Ten players were benched two years ago after the alleged gang rape that grabbed headlines for months. Nine of them are involved in the lawsuit filed on Friday.
The 60-page lawsuit tells a different story of what happened that night in September of 2016. But, the players say the damage has already been done. While the U vows to defend the decisions the school made, Dave Madgett is representing the nine players.
“We think it was a fundamentally-flawed process,” Madgett said.
The attorney representing the nine players say this is not a battle against the University of Minnesota.
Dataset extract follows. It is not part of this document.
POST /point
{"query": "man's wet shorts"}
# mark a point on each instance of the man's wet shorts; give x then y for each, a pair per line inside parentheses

Calling out the Regents, U President Eric Kaler and Tina Marisam — the head of the Office of Equal Opportunity and Affirmative Action — for their handling of what happened following that first victory of the season.
“It is a pointed attack on an administration which we think took liberties that they were not entitled to do,” Madgett said. “They’ve been torn apart in the court of public opinion.”
Madgett calls this the first time the football players get to publicly tell their side of the story. That five had consensual sex with that female student. The others swept up in the controversy were witnesses or friends of players. Madgett pointing to the EOAA’s promise to conduct impartial investigations.
“We will show time and time and time again that it was not that,” Madgett said.
Instead, Madgett claims a case of Intentional discrimination based on race and gender, and the EOAA did things to “deflect criticism the U was facing for having previously turned a blind eye to charges of sexual harassment by white men.”
“I think we sometimes like to pretend it’s not there, but every single one of these players that was accused is black,” Madgett said.
In a statement, the U promises to vigorously defend the school.
“The University thoughtfully and thoroughly responds when faced with disturbing allegations, and provides extensive process to students accused of misconduct,” the statement said.
No criminal charges were ever filed, but, according to Madgett, his clients have already been “cast as sex offenders, a public stigma they will never be able to escape.” He says web searches can prove that claim.
“One of those first things that pops up is going to be this, and that takes a lot of opportunities off the table for somebody,” Madgett said.
The lawsuit does not specify how much money players are seeking. The U did seek an independent investigation last summer into how it handled this case, which found the school complied with all applicable laws and its own rules.
We do know at least three players have left the school. Five are still football players at the U.